Geometric properties are important cues for curb detection. However, as mentioned, the geometric properties measured solely from the sparse range data are not robust and reliable for curb detection. In order to more effectively utilize the geometric properties of curbs, in this work, we propose to first recover a dense depth image of the scene for better curb detection, through fusing sparse range points (from the Lidar sensor) and high-resolution camera images. The dense depth image obtained in the fusion has the same resolution as the input visual images, and meanwhile has the precise depth value for each point/pixel. Thus the recovered depth image has significantly larger signal-to-noise ratio than the original range data, which is advantageous for the following curb detection. In particular, the fusion method used in this work is built on the observations that different points sharing similar features (including position, time, color, and/or texture etc.) generally have similar depth values. Fusion methods based on such assumption have shown great success in recent works [4]. Specifically, in this paper, we use the fusion algorithm proposed in [4] considering its real-time efficiency and outperforming accuracy in dynamic environments. In the implementation, the algorithm first aligns the sparse depth points with the points in the visual image frames. Then a high dimensional Gaussian filter is applied to spread the depth information from sparse points to all the image points at real time speed and generate the recovered dense depth image. For more details of the algorithm, we refer interested readers to the original paper [4].

The recovered depth image is located within two coordinate systems, i.e., the image coordinate system and the camera coordinate system, as shown in Figure 4. The image coordinate system is fixed with respect to the image frame, whose origin is located at the left-top corner of the image, U-axis direction is from left to right, and V-axis direction is from top to down. Different from the image coordinate system, the camera coordinate system is fixed with respect to the camera, with its origin located at the optical center and its X_C, Y_C, Z_C–axis paralleling with U, V, optical-axis respectively. The units of image coordinates are in terms of pixels, while the units of camera coordinates are based on meters.
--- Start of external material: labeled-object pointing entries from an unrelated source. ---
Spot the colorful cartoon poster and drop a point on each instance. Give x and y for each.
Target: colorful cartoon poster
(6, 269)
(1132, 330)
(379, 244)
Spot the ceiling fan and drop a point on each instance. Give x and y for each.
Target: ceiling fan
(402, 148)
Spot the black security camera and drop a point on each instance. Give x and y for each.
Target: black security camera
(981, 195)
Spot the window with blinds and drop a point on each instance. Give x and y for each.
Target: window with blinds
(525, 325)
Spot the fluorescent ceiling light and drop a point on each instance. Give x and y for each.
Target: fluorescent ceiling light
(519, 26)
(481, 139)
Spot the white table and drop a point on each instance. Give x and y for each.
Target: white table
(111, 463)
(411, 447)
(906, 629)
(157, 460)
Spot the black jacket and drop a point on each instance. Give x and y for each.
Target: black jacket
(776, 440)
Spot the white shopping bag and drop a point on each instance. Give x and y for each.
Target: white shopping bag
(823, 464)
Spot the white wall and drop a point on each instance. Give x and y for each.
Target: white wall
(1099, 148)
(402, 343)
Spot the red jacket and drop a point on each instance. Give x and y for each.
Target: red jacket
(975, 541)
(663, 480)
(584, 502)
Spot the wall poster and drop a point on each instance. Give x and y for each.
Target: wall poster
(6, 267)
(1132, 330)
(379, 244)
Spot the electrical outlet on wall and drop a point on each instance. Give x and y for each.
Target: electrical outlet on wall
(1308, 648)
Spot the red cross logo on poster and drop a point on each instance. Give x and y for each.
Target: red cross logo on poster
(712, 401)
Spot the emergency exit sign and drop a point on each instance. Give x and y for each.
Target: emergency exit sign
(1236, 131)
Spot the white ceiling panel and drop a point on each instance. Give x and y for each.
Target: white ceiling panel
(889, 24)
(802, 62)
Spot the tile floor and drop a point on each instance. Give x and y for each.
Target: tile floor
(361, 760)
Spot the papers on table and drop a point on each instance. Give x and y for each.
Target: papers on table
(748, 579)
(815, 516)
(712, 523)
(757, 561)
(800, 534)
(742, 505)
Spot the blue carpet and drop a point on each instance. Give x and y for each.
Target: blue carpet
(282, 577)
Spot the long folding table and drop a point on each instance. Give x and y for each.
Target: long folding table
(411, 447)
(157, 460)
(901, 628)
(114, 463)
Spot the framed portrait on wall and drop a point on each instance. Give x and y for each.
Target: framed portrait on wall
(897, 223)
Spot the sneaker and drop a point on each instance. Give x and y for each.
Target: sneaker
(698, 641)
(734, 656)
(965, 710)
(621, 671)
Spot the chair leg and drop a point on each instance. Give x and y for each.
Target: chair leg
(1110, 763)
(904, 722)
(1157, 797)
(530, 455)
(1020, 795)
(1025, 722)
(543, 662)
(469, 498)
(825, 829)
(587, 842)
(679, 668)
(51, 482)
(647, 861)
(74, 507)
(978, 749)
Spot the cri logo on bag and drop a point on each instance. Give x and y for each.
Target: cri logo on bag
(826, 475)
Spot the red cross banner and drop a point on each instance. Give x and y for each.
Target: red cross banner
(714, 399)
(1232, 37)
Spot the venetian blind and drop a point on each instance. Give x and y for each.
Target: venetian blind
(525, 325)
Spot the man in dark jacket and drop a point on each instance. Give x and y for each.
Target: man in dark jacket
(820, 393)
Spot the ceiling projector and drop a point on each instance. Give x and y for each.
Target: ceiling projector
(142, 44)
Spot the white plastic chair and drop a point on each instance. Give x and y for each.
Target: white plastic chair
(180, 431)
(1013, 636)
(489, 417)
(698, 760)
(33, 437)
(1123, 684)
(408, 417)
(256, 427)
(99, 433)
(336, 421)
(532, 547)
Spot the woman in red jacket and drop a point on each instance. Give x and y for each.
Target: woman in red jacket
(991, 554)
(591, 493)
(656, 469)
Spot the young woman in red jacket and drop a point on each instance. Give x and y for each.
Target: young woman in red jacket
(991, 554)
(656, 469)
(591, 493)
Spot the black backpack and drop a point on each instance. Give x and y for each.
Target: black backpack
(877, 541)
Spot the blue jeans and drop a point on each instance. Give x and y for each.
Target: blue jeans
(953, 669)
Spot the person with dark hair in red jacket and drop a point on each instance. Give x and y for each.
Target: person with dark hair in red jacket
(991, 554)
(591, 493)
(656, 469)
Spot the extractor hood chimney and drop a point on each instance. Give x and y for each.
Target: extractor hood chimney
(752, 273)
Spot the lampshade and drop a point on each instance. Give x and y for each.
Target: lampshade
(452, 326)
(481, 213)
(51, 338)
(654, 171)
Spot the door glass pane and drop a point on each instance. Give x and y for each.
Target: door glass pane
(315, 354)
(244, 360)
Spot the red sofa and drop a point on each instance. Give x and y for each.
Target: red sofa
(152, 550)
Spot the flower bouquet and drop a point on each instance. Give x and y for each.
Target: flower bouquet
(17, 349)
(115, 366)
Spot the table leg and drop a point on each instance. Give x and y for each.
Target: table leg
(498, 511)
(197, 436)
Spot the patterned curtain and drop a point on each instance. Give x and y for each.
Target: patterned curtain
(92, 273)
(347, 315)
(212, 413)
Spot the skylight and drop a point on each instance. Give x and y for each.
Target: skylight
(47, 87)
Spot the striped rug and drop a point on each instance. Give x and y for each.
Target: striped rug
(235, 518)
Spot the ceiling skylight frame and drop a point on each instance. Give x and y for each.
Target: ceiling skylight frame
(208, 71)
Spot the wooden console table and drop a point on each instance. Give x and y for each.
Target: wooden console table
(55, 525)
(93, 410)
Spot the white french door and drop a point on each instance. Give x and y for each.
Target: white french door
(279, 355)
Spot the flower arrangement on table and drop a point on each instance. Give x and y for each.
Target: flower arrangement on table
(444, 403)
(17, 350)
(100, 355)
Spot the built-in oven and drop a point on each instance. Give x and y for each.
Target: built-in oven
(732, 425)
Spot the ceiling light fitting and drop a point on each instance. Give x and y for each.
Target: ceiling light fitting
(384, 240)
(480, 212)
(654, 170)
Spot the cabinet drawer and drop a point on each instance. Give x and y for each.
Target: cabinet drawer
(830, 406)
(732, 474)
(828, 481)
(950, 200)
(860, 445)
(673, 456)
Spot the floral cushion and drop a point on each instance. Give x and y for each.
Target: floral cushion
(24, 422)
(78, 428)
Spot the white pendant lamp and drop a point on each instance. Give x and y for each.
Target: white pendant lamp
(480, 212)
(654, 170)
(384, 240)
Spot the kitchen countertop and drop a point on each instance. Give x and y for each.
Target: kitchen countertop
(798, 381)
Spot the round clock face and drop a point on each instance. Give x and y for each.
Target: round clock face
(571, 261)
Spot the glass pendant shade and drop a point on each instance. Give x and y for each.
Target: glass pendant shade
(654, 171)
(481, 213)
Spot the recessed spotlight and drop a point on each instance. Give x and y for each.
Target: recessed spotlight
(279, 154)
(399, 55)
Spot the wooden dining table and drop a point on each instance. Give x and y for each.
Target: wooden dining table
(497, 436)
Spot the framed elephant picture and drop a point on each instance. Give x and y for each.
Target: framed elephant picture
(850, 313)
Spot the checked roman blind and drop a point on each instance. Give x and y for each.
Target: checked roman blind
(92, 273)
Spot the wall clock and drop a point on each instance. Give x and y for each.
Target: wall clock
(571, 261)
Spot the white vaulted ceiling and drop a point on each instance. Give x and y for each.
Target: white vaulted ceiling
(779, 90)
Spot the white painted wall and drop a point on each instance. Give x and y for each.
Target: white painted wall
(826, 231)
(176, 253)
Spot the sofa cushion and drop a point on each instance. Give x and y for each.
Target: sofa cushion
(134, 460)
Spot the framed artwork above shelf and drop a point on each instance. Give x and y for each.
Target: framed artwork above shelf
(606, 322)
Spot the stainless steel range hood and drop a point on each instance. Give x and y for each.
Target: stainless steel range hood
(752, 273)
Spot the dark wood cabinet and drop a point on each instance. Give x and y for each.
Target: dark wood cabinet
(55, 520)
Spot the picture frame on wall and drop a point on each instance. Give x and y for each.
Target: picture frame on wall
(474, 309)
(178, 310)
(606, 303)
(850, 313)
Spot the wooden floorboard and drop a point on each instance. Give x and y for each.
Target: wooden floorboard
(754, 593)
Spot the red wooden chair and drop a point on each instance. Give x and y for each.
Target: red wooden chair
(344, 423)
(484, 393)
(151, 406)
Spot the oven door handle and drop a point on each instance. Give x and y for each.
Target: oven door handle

Figure 4 shows a depth image in these two coordinate systems. For a point having the camera coordinates (x_C, y_C, z_C), the coordinates of its projection point in the image coordinate system (u, v) can be computed as in Equations (1) and (2) following the pinhole camera model:

u = f_{x} \times \frac{x_{C}}{z_{C}} + c_{x}

(1)

v = f_{y} \times \frac{y_{C}}{z_{C}} + c_{y}

(2)

In Equations (1) and (2), (f_x, f_y, c_x, c_y) are intrinsic camera parameters, which can be obtained in advance and known here. In this paper, we use the pinhole model without lens distortion to do the projection. In the cases that there is significant distortion, a distortion correction step should be conducted before the coordinate computations.

Let D denote a depth image, and d(u, v) denote the depth value of the point with image coordinates (u,v). As aforementioned, D has the same resolution as the input visual image. d(u, v) equals to the z_C in Equations (1) and (2), which is obtained from the above fusion method.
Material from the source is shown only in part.